A lot of the behaviours seen are easier to reason if you stop considering scrapers (the people using scraper bots) to be intelligent, respectful, caring, people who might give a damn about the network as a whole, or who might care about doing things optimally. Things make more sense if you consider them to be in the same bucket as spammers, who are out for a quick lazy gain for themselves and don't care, or even have the foresight to realise, how much it might inconvenience¹ anyone else.

----

[0] the fact this load might be inconvenient to you is immaterial to the scraper

[1] The ones that do realise that they might cause an inconvenience usually take the view that it is only a small one, and how can the inconvenience little them are imposing really be that significant? They don't think the extra step of considering how many people like them are out there thinking the same. Or they think if other people are doing it, what is the harm in just one more? Or they just take the view “why should I care if getting what I want inconveniences anyone else?”.

Because that kind of optimization takes effort. And a lot of it.

Recognize that a website is a Git repo web interface. Invoke elaborate Git-specific logic. Get the repo link, git clone it, process cloned data, mark for re-indexing, and then keep re-indexing the site itself but only for things that aren't included in the repo itself - like issues and pull request messages.

The scrapers that are designed with effort usually aren't the ones webmasters end up complaining about. The ones that go for quantity over quality are the worst offenders. AI inference-time data intake with no caching whatsoever is the second worst offender.

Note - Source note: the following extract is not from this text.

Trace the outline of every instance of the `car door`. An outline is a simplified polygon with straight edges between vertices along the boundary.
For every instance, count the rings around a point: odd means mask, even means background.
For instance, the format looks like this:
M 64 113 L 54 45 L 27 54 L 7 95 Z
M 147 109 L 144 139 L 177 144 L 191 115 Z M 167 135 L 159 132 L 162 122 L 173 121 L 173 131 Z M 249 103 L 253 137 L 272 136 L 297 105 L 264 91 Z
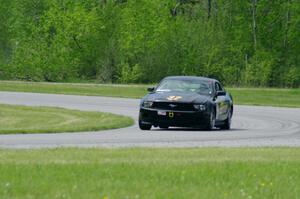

Because they don't have any reason to give any shits. 90% of their collected data is probably completely useless, but they don't have any incentive to stop collecting useless data, since their compute and bandwidth is completely free (someone else pays for it).

They don't even use the Wikipedia dumps. They're extremely stupid.

Actually there's not even any evidence they have anything to do with AI. They could be one of the many organisations trying to shut down the free exchange of knowledge, without collecting anything.

The way most scrapers work (I've written plenty of them) is that you just basically get the page and all the links and just drill down.
So the easiest strategy to hamper them if you know you're serving a page to an AI bot is simply to take all the hyperlinks off the page...?

That doesn't even sound all that bad if you happen to catch a human. You could even tell them pretty explicitly with a banner that they were browsing the site in no-links mode for AI bots. Put one link to an FAQ page in the banner since that at least is easily cached

When I used to build these scrapers for people, I would usually pretend to be a browser. This normally meant changing the UA and making the headers look like a read browser. Obviously more advanced techniques of bot detection technique would fail.

Failing that I would use Chrome / Phantom JS or similar to browse the page in a real headless browser.

I guess my point is since it's a subtle interference that leaves the explicitly requested code/content fully intact you could just do it as a blanket measure for all non-authenticated users. The real benefit is that you don't need to hide that you're doing it or why...
You could add a feature kind of like "unlocked article sharing" where you can generate a token that lives in a cache so that if I'm logged in and I want to send you a link to a public page and I want the links to display for you, then I'd send you a sharing link that included a token good for, say, 50 page views with full hyperlink rendering. After that it just degrades to a page without hyperlinks again and you need someone with an account to generate you a new token (or to make an account yourself).

Surely someone would write a scraper to get around this, but it couldn't be a completely-plain https scraper, which in theory should help a lot.

I would build a little stoplight status dot into the page header. Red if you're fully untrusted. Yellow if you're semi-trusted by a token, and it shows you the status of the token, e.g. the number of requests remaining on it. Green if you're logged in or on a trusted subnet or something. The status widget would links to all the relevant docs about the trust system. No attempt would be made to hide the workings of the trust system.
And obviously, you need things fast, so you parallelize a bunch!
I was collecting UK bank account sort code numbers (to a buy a database at the time costs a huge amount of money). I had spent a bunch of time using asyncio to speed up scraping and wondered why it was going so slow, I had left Fiddler profiling in the background.